A pipeline definition has the same problem. Each pipeline embeds the same standard concerns, the registry URL, the eval dataset bucket, the GPU node selector, the canary thresholds, the rollout strategy. If those are duplicated per pipeline, drift wins. If the decisions are centralized once and projected into every pipeline as parameters, DaC wins.

In Tekton. That's a Pipeline that takes Parameters from a centralized ConfigMap. In Argo Workflows. It's a WorkflowTemplate that downstream Workflows reference with parameter overrides. In GitHub Actions. It's a reusable workflow with workflow_call and inputs. In Jenkins X, it's a shared library.

The shape is the same one I describe in the Helm values article: define the standard pipeline shape once, project it into every consuming pipeline through parameters that map to the consuming pipeline's primitives. Change the standard eval threshold. Every pipeline picks it up. No PR storm.
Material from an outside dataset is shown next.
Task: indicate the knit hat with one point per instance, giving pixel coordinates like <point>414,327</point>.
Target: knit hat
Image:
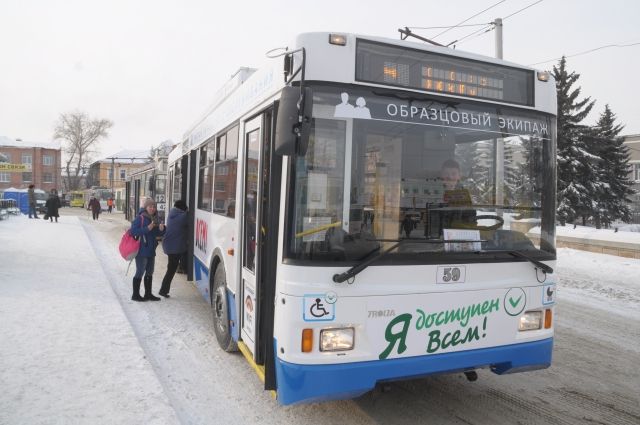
<point>149,202</point>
This is the same pattern the plan-output-as-data work in 2024 was building toward, pipeline output and pipeline input as structured data the rest of the platform can consume. The model-deploy pipeline emits an eval scorecard JSON; downstream automation consumes it; the policy gate reads it. Same data shape, different consumer.

Rollback discipline

The rollback story is half of the deploy story and gets half the attention. The minimum bar:

The model artifact for the previous version is still in the registry, retained for at least 30 days.
The deploy manifest for the previous version is still in the GitOps repo, recoverable from the last green commit.
The eval scorecard for the previous version is still in the eval-results bucket, queryable to confirm parity.
The router knows how to shift traffic back to the previous serving deployment within seconds, not minutes.
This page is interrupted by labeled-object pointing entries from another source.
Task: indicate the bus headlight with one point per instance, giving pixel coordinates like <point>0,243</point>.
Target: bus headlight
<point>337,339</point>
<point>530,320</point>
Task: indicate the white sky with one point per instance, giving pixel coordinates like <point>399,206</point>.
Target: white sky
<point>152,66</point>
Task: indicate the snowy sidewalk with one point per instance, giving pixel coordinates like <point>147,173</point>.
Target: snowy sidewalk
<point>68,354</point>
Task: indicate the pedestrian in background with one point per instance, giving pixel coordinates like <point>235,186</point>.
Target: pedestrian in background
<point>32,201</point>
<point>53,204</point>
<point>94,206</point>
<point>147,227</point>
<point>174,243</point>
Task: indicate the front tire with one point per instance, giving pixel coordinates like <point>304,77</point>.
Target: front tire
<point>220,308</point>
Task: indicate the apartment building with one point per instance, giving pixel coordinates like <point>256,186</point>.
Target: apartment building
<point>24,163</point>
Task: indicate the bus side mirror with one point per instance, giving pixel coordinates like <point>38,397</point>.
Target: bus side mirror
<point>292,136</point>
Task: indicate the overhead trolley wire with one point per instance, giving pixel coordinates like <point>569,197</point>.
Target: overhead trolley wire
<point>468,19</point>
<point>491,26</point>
If any of those four are missing, the rollback story is a story you'll tell on a postmortem.

What I keep coming back to

The CI/CD-for-AI conversation in 2025 has settled on a shape that looks a lot like the CI/CD-for-services conversation looked in 2018: pick the tool that matches your platform, treat the artifact as versioned, gate the deploy on a meaningful test, build the rollback story before you need it, and centralize the pipeline definition so changes propagate by reference. The differences from a service pipeline are real but local: the test is an eval suite instead of a unit suite, the artifact lives in a model registry instead of a container registry, the rollout is blue-green or shadow because the regression mode is subtle.

The pipeline shape that holds up isn't novel. It's the same shape you already know, with the AI-specific joints bent into place. Don't over-engineer it. Don't under-test it. And treat the pipeline definition itself as a Decisions as Code surface, projected into every consumer. The approach is older than the workload it's running. It still works.